Conduct a current-state analysis to assess how effectively the building manages energy
The heat losses for a building consist of two parts: ventilation losses, which is the heat that escapes through the ventilation system, and transmission losses that leak through walls, roofs, windows, doors, and floors. A transmission calculation should be carried out in new construction, renovations, and efficiency measures and can serve as the basis for determining the required capacity and how the system should be adapted to the building’s needs. The calculation can also help identify fundamental efficiency measures, such as additional insulation for the building and sealing windows, for example.

Adjust the heating system to achieve a consistent temperature level
Adjusting the heating system is not just about turning the radiator valves. By reviewing the heating system and making relevant adjustments, it is possible to achieve a more uniform temperature in each apartment. In many cases, low temperatures at the top of the building or significant temperature differences may indicate an imbalance in the heating system. In residential buildings, it is also common for renovations to take place over time, where, for example, an attic storage or office space is converted into a residential unit. In such cases, additional adjustment measures are usually required to achieve good comfort and reduce energy needs. The goal of adjusting the heating system is to achieve a more even temperature in the building and thereby reduce consumption.

Ensure energy-efficient systems by reviewing existing control equipment
Often, it is possible to save up to 5–10% by upgrading and replacing older control equipment. This may involve, for example, replacing older thermostat valves to guarantee higher precision. Implementing room sensors, which steer the system based on indoor temperature, leads to a more even temperature level. With the support of modern control equipment, it is also possible to avoid expensive peak loads, while continuous measurement allows for avoiding excessive consumption.
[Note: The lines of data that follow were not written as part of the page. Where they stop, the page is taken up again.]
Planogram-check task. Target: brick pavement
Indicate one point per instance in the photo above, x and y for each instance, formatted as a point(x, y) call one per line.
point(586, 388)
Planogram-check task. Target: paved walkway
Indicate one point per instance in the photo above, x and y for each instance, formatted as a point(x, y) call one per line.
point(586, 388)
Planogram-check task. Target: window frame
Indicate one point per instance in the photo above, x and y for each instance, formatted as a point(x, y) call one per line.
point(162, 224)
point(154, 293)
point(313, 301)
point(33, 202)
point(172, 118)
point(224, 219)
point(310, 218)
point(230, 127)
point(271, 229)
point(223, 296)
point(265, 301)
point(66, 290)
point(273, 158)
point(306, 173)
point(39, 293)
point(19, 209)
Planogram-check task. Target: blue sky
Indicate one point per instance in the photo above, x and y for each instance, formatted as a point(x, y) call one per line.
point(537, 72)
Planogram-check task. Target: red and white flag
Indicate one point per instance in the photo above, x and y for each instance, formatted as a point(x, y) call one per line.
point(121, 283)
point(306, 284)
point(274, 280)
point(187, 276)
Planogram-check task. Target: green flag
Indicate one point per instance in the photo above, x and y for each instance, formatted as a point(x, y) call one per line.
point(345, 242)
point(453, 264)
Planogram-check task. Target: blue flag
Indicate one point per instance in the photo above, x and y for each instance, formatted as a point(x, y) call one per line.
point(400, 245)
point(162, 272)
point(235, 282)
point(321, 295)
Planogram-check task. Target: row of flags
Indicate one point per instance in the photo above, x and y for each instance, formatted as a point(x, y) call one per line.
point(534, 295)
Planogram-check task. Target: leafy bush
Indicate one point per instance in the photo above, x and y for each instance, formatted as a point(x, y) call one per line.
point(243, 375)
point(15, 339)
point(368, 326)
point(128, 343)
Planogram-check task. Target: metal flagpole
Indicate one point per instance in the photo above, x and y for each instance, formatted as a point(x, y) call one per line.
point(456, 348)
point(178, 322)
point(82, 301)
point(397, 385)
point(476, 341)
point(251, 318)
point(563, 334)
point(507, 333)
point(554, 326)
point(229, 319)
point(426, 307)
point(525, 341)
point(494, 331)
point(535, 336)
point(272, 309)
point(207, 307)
Implement tools for control, measurement, and monitoring
Having full control over the property is creating conditions for energy efficiency. With a connected property system, it is possible to gather all property data in one platform, making it easier to visualize results and compare energy usage before and after implemented measures. By continuously measuring and monitoring, it also becomes possible to optimize the performance of systems over time and identify new measures leading to energy efficiency.